必要以上に汗を掻いている状態を多汗症と呼び、全身に渡って多量の汗を掻く全身性多汗症と局部(手のひら、腋、足の裏 等)に限定された局所性多汗症があります。
さらに原因が分からない原発性と他の病気に罹患していることなどが原因で生じる続発性に分けられます。

原発性局所多汗症について

局所的に過剰な発汗が明らかな原因のないまま6カ月以上認められ、以下6項目のうち2項目以上があてはまる場合を原発性局所多汗症と診断します。

  1. 発症が25歳以下である
  2. 左右対称性に発汗がみられる
  3. 睡眠中は発汗が止まっている
  4. 1回/週以上の多汗のエピソードがある
  5. 家族歴がみられる
  6. それらにより日常生活に支障をきたす

原発性腋窩多汗症

わきに発現する原発性局所多汗症です。
原発性腋窩多汗症の治療は、塩化アルミニウムローション外用やボトックス注射やイオンフォトレーシスなどを行っておりましたが、2020年にエクロック®ゲルが日本で初めて保険適応となり、2022年ラピフォートワイプ®が発売となりました。
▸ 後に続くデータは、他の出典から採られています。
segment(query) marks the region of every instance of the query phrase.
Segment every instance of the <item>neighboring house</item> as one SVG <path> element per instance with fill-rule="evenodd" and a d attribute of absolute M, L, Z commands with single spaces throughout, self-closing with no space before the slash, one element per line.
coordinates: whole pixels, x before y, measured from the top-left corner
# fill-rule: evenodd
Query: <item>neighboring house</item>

発汗を促す神経伝達物質であるアセチルコリンを阻害する作用を持ちます。
ただし、抗コリン作用を有する薬剤のため、緑内障、前立腺肥大症の方は使用できません。1日1回、わきに外用を続けるだけで、わき汗の量の改善が期待でき、わき汗に関する悩みを持つ方におすすめです。

当クリニックでは、イオンフォトレーシスやボトックス治療は行っておりません。

原発性手掌多汗症

手掌に発現する原発性局所多汗症です。
今まで、原発性手掌多汗症に対する第一選択の治療法は、塩化アルミニウム外用療法やイオンフォトレーシスとされていました。

2023年6月、日本初の保険適応の原発性手掌多汗症治療薬であるアポハイドローション®が発売されました。
エクリン汗腺にあるムスカリン受容体に対して抗コリン作用により発汗を抑制します。